La presque totalité des textes sont originaux et s'imposent par leur haute tenue littéraire, leur sincérité dans la prière et leur adaptation rythmique soignée (sauf une regrettable exception). On pourrait désirer parfois un peu plus de densité. Citons la première strophe du Credo sur le choral grandiose de Nicolai, dit du Veilleur :

 

            Souverain Seigneur et Père,

            Dont j'ai reçu tout bien sur terre,

            Je crois en toi, je te bénis.

            En Jésus nous sommes frères,

            La Vierge sainte est notre Mère,

            L'Esprit d'amour nous garde unis.

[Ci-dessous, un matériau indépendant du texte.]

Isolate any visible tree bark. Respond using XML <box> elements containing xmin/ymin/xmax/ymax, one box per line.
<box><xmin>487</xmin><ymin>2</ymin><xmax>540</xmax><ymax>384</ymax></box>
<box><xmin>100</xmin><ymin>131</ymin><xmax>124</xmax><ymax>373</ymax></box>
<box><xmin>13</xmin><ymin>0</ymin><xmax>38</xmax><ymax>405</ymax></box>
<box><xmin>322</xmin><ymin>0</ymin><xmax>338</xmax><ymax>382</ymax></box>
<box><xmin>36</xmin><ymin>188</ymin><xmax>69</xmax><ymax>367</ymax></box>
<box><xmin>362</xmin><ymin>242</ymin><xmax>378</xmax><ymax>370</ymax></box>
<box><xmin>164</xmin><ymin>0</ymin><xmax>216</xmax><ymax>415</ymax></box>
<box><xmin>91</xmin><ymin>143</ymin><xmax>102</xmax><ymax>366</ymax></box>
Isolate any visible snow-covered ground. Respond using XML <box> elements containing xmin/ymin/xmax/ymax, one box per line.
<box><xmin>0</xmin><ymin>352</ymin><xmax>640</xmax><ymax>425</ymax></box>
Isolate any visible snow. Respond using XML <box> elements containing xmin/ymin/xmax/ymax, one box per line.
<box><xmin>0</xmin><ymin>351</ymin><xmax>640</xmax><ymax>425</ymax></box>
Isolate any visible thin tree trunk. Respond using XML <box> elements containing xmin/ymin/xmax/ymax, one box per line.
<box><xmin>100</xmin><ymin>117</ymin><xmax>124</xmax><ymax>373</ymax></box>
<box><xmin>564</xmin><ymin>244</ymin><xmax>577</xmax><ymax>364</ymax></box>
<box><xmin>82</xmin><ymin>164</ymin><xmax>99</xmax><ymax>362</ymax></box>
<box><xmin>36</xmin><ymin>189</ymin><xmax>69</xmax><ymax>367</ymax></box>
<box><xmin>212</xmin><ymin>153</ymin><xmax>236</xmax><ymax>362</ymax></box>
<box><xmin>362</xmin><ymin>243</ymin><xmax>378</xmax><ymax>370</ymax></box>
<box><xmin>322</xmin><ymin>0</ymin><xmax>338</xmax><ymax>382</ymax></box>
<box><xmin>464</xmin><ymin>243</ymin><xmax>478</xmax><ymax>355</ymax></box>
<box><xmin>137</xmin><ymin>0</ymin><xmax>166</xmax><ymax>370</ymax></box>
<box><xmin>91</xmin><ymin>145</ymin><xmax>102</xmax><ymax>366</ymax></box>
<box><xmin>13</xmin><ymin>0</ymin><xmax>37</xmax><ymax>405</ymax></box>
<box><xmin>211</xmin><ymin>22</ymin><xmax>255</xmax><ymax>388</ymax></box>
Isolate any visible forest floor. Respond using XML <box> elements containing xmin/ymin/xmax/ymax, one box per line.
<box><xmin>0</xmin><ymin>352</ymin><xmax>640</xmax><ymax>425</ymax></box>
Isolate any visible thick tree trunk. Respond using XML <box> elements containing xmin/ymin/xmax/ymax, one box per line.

            Le Verbe s'est fait chair,

            Pour nous il a souffert,

            Puis vers le Père est remonté

            Ressuscité.

            Par lui les cieux nous sont ouverts.

 

On doit toutefois regretter l'absence de chants qui expriment l'acte même du saint Sacrifice : offrande du Christ au Père, au bénéfice de trop nombreux chants d'offertoire. Le choix des mélodies est éclectique : folklore breton ou basque (les plus belles), chorals français, allemands, anglais ; hymnes et antiennes grégoriennes ; cantilènes modernes de genre varié.

 

Dans cet ensemble de qualité, quelques œuvres modernes apparaissent plus ternes et moins populaires. »

(n° 13, 1948, p. 99-100)

 

Cantiques pour l'année liturgique. Paris, Le Seuil, 1950, 48 chants ; 100 fr.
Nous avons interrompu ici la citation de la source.